The overall topic was the direction, roles and challenges facing UK food policy – influenced of course by change across the globe.
The day was convened by Tim Lang, Professor of Food Policy at City University, who has supported several Transition Tooting events and lives locally.

After a morning of talks from a wide range of experts, the group divided into three (‘Civil Society’; the ‘Food Supply Chain’; the ‘State’) and addressed these questions: “what are the current challenges facing the UK food system from your perspective?”, and “what can be done about those challenges, and who will do it?”
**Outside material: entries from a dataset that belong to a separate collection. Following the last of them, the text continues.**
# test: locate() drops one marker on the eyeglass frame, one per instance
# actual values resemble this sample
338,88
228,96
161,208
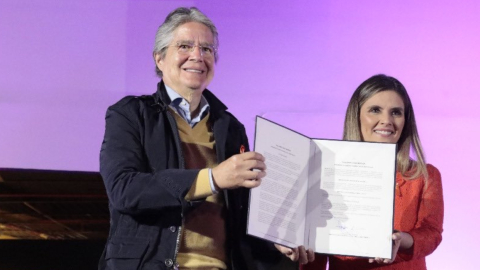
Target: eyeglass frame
192,46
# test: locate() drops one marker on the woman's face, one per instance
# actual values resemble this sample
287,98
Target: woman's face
382,117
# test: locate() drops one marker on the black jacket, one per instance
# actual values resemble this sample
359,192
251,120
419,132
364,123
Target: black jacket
143,168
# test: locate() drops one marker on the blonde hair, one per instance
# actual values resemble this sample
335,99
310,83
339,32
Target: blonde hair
409,139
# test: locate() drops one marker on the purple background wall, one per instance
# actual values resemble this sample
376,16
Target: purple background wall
296,62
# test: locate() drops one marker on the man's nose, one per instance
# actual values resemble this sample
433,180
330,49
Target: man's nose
196,52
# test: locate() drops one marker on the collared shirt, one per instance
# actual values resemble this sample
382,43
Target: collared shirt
182,107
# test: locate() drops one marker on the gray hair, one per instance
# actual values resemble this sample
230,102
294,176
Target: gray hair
176,18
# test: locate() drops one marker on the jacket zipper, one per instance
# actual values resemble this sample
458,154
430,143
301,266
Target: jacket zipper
182,166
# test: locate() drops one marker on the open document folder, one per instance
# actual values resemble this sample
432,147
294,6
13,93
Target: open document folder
335,197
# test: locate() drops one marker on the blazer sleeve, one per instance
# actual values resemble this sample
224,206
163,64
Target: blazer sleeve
131,185
427,233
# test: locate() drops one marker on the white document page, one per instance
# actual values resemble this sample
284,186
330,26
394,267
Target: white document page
354,214
277,206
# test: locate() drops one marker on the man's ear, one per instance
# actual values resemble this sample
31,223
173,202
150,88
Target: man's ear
158,60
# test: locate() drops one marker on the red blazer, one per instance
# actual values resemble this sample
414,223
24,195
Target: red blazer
419,212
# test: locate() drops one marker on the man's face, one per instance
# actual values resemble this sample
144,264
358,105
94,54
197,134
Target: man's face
186,71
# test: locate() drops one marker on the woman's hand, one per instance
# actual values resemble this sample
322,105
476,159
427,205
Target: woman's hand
299,254
401,240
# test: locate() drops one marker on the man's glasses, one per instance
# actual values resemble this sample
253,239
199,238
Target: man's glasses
187,48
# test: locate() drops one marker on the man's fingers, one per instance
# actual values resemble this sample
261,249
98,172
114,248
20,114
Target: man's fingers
310,255
302,255
252,155
251,183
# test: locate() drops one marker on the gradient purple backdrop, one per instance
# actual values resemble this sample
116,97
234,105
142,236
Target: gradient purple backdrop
295,62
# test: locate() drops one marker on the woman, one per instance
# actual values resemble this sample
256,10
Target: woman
380,110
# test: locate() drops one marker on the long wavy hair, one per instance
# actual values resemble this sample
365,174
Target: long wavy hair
409,139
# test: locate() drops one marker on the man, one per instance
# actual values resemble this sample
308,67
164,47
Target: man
176,165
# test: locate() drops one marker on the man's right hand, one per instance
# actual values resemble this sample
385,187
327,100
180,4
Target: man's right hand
242,170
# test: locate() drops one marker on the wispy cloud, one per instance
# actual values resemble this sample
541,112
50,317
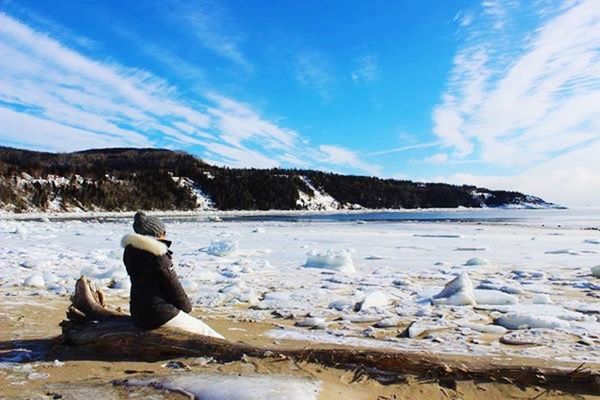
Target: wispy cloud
55,98
415,146
518,97
367,69
437,158
342,156
212,26
314,71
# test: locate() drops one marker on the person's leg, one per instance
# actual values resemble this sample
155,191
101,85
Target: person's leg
188,323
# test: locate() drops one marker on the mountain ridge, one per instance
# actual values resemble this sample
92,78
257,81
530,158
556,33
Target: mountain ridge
126,179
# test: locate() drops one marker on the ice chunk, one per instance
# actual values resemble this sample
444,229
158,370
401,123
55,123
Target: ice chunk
35,280
236,387
313,323
335,260
390,322
563,251
375,299
189,285
241,292
123,283
514,320
443,235
222,248
541,298
482,248
342,304
476,261
457,292
484,296
420,327
491,329
550,310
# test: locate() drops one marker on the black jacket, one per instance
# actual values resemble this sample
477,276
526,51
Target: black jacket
156,293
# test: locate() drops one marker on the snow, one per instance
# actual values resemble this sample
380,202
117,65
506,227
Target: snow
476,261
222,248
515,320
203,201
340,261
483,296
400,268
457,292
236,387
318,201
375,299
35,280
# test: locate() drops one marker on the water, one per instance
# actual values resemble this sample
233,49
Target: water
585,218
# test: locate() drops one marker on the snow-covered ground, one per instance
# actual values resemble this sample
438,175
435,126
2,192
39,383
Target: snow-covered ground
363,283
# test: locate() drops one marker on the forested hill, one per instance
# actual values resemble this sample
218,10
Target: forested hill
151,179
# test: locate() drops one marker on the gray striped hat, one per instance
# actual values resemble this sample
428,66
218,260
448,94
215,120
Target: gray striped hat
148,225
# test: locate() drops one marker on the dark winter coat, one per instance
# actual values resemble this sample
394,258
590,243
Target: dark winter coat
156,293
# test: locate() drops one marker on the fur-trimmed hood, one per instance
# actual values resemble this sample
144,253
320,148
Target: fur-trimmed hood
147,243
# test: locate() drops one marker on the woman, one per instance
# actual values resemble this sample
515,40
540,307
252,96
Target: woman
157,297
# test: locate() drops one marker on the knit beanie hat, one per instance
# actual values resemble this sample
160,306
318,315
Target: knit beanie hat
148,225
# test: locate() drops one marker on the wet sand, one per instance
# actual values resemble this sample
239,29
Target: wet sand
31,321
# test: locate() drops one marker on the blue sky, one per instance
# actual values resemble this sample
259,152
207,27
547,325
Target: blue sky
503,94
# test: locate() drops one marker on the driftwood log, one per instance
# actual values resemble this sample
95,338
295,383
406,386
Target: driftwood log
113,334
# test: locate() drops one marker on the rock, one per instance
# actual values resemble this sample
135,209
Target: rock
513,320
457,292
35,280
476,261
375,299
313,323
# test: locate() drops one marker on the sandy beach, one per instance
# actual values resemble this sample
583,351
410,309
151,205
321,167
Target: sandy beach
304,284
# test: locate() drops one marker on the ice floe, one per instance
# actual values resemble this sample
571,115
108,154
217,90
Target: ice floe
340,260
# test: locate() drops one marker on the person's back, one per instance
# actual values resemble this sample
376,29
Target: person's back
157,297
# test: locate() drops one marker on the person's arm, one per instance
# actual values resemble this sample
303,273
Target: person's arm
172,285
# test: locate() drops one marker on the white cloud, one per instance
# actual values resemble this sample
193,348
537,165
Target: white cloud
522,97
415,146
342,156
237,122
212,26
313,70
55,98
36,133
367,69
438,158
572,179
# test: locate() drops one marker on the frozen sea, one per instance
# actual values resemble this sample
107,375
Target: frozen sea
358,278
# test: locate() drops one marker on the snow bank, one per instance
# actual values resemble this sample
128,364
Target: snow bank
515,320
476,261
460,292
457,292
491,329
35,280
483,296
374,300
222,248
236,387
340,261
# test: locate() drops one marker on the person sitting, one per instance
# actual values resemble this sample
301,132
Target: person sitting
157,297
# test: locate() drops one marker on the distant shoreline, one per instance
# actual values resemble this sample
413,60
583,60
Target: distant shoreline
217,215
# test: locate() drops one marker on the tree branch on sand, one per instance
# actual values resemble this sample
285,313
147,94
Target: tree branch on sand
114,335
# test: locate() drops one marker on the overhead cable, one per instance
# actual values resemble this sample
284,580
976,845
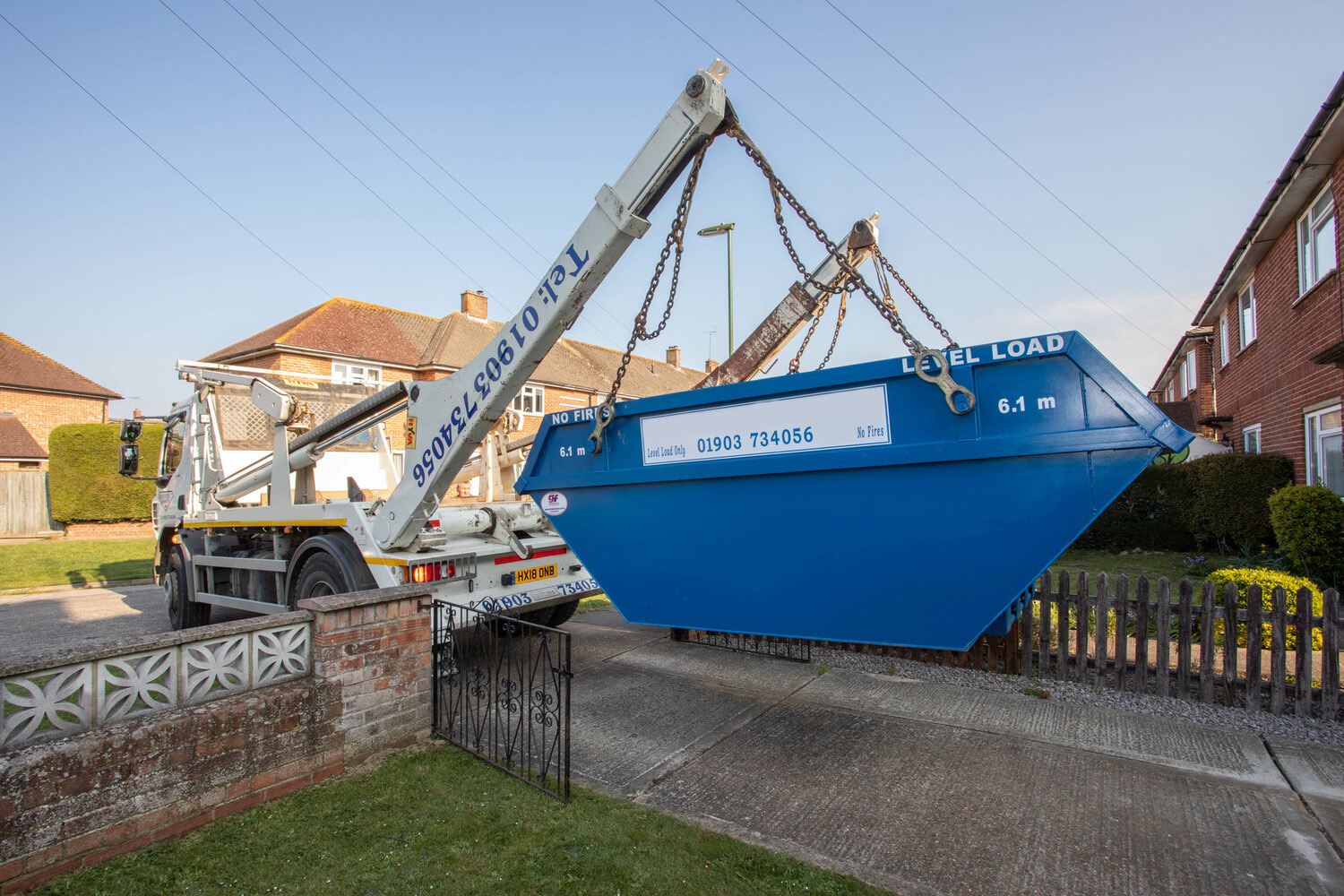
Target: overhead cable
164,160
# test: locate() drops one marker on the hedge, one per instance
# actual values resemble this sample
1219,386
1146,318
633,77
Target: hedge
83,479
1219,498
1266,579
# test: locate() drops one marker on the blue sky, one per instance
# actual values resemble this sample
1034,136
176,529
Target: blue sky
1161,124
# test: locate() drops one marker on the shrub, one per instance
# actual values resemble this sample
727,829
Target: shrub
1266,579
1150,513
1309,525
1231,492
83,479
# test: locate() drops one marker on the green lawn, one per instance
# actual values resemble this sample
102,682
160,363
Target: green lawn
37,563
1150,563
441,821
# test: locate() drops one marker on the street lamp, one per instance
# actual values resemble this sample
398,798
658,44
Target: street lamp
715,231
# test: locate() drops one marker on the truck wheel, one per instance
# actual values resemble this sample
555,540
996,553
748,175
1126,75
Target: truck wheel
182,611
564,613
320,576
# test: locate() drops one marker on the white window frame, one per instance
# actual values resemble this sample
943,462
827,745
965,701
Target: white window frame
1246,303
1225,354
537,394
357,374
1309,228
1252,435
1314,435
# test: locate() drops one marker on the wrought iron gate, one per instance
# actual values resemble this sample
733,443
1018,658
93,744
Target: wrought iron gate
502,692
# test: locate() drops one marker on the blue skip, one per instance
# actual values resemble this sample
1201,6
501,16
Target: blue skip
849,504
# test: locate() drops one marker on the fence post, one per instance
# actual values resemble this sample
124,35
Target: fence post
1303,654
1254,651
1121,630
1140,683
1277,659
1330,656
1206,641
1081,621
1102,627
1164,635
1062,602
1230,598
1046,606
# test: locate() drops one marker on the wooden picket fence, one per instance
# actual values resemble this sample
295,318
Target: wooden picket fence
1080,630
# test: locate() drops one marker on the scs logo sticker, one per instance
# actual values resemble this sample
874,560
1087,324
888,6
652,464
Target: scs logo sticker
554,503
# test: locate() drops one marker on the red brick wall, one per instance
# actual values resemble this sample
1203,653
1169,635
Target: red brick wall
85,799
1273,379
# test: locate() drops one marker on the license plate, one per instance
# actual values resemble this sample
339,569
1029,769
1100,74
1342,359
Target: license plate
535,573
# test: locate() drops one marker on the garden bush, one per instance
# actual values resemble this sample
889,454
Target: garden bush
83,479
1230,505
1309,525
1266,579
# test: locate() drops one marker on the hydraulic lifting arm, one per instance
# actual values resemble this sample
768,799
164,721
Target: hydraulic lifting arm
451,417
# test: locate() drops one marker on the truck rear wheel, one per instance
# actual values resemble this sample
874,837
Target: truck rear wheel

Some of the practical points that came up which are very relevant to communities such as Tooting included:

Ø  How can consumers have more direct involvement with food production?
Ø  How can we find delicious and nutritious food in a time of austerity, when processed food that’s high in sugars and fats is the cheapest to buy, and available everywhere?
Ø  How can we integrate the health benefits of good diet with other factors that promote wellbeing – exercise, keeping active, connecting with other people?
Ø  How can we reduce waste in food (<50% of disposable income is spent on food, and <30% of food is wasted).
Ø  How to use good food well, and also ‘cut carbon’ – in the home, and in procurement by large purchasers such as hospitals?
Ø  How can we establish ‘Fair Trade’ locally in the UK?

Practical advice & feedback from these sessions will be shared soon, and we will post a link on the TTT blog.